Colaboração para VivaBem

19/12/2023 04h05Atualizada em 19/12/2023 18h08

Comer como um rei pela manhã, como um príncipe no almoço e como um camponês no jantar é uma receita de alimentação milenar que, nos últimos anos, tem sido objeto de interesse dos cientistas por meio de um novo campo de ciência, a crononutrição.

A ideia por trás dela é que, para além do quanto se come e da atividade física, é preciso ficar de olho no tempo da ingestão dos alimentos. Como cada período do dia pode influenciar processos fisiológicos, como o ciclo de sono e vigília, ele também afetaria a forma como o organismo processa os itens que ingerimos.

Os estudos relacionados a esse campo ainda estão em seu início, mas os pesquisadores têm observado que, para garantir a boa saúde e prevenir doenças, a hora exata das refeições deve respeitar os ritmos do corpo.

De acordo com dados de estudos europeus, a maior concentração do consumo de calorias se dá no período da tarde e da noite

40% das calorias do dia se concentram no jantar e 18% no café da manhã

Entenda os ritmos do seu organismo

Para se adaptar ao ciclo de escuro ambiental, que possui a duração de cerca de 24 horas, os humanos desenvolveram "ritmos" fisiológicos, conhecidos como ritmos circadianos (circa = em volta, dies = um dia).

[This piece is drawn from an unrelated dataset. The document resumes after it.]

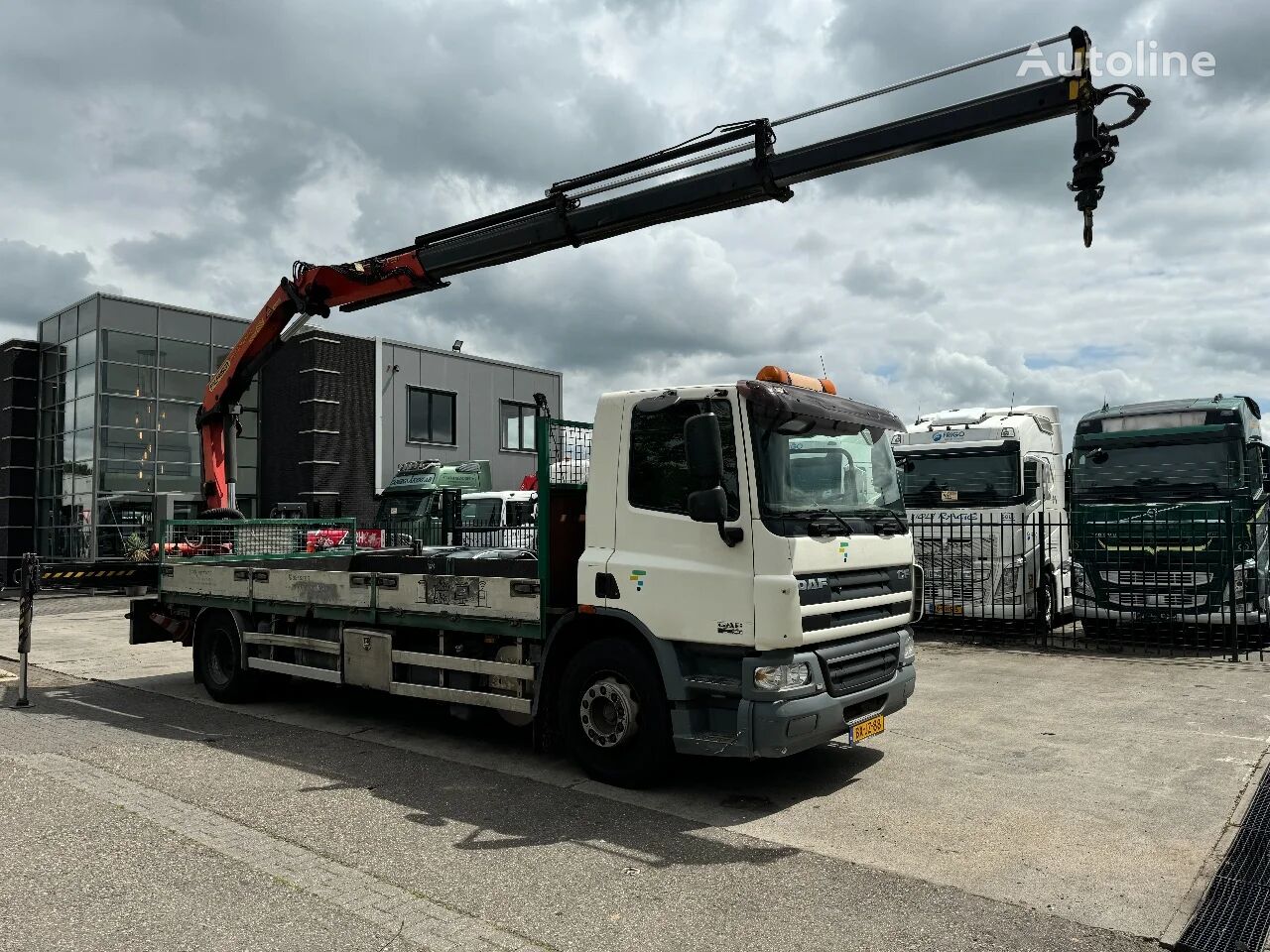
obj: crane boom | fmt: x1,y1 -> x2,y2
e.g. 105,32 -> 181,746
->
198,27 -> 1149,516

A função deles é regular processos bioquímicos e comportamentais para manter o equilíbrio orgânico. Eles são regulados por relógios biológicos:

Central - situado no núcleo supraquiasmático (hipotálamo), ele é responsável por receber e decodificar a informação do ambiente (dia ou noite) e sincronizar os demais relógios orgânicos.

Periférico - em geral é sincronizado pelo relógio central. A comunicação entre eles se dá por meio de sistemas neuroendócrinos, ou seja, hormônios produzidos pelo nosso SNC (sistema nervoso central) que, dentre outros efeitos biológicos, controlam nosso metabolismo, por exemplo.

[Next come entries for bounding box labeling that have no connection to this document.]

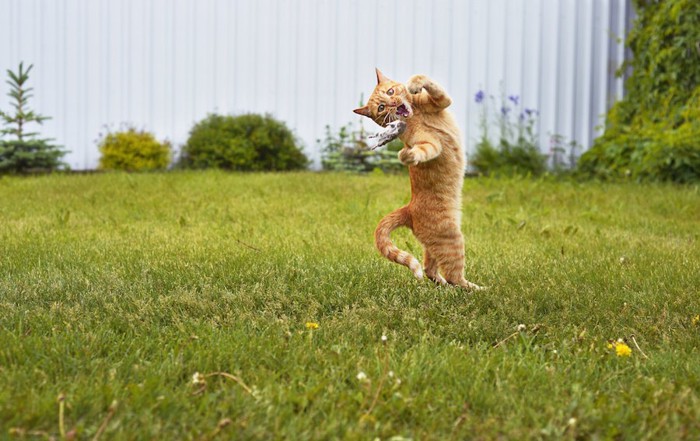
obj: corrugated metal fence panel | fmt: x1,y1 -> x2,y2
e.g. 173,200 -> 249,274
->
0,0 -> 632,169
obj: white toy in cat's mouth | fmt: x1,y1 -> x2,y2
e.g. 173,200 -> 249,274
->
396,104 -> 411,118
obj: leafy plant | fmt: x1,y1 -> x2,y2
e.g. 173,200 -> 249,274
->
579,0 -> 700,183
179,113 -> 309,171
98,127 -> 172,171
317,122 -> 404,173
470,90 -> 546,176
0,63 -> 66,173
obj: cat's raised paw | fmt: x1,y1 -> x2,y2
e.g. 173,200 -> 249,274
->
406,75 -> 428,95
399,148 -> 420,165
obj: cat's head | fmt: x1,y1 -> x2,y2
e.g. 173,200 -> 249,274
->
353,69 -> 413,127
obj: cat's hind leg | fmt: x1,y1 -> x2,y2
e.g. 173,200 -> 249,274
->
432,231 -> 482,291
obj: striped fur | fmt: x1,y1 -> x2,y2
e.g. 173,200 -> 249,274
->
355,70 -> 480,289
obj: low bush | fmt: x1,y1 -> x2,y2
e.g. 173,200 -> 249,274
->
98,127 -> 172,171
469,90 -> 546,176
178,113 -> 309,171
578,0 -> 700,183
317,123 -> 405,173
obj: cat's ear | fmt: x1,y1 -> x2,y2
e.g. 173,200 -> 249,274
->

O que você ganha com isso?

Os cientistas têm observado as alterações no organismo causadas pelo estilo de vida moderno, a exposição à luz artificial, alterações de turno no trabalho e, claro, o maior acesso a alimentos calóricos.

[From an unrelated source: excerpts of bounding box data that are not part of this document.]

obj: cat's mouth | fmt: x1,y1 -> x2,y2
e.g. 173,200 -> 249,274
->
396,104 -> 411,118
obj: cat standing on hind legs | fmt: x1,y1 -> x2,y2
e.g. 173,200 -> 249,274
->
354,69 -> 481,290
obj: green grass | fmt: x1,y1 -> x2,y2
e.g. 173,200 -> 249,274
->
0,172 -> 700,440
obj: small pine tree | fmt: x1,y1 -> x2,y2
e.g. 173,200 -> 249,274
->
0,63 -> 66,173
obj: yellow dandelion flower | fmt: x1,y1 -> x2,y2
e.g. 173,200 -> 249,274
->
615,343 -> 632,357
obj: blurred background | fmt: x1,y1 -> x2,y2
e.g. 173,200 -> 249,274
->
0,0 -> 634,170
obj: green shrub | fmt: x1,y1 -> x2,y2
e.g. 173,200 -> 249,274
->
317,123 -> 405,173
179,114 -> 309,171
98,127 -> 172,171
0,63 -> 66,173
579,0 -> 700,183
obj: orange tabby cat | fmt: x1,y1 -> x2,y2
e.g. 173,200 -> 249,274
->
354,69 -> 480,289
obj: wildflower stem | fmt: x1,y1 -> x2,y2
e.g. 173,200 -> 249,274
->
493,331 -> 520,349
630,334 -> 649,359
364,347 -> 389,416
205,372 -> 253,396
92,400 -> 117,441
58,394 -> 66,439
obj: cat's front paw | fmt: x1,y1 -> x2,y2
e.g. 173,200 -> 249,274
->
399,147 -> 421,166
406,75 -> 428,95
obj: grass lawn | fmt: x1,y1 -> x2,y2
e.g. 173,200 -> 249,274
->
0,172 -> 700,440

Os resultados das pesquisas até hoje disponíveis sobre refeições realizadas tarde da noite ainda precisam ser confirmados. No entanto, eles têm mostrado que os principais efeitos na saúde são os seguintes:

  • Obesidade e hipertensão
  • Diabetes
  • Mudanças no padrão do sono
  • Problemas gastrointestinais

Você vê peso e pressão subirem

Como os padrões alimentares têm se modificado nos últimos anos, as pessoas saltam refeições, acabam comendo qualquer coisa e até os cientistas têm tido dificuldade de identificar nesse tipo de dieta o que é café da manhã, almoço, jantar e lanche.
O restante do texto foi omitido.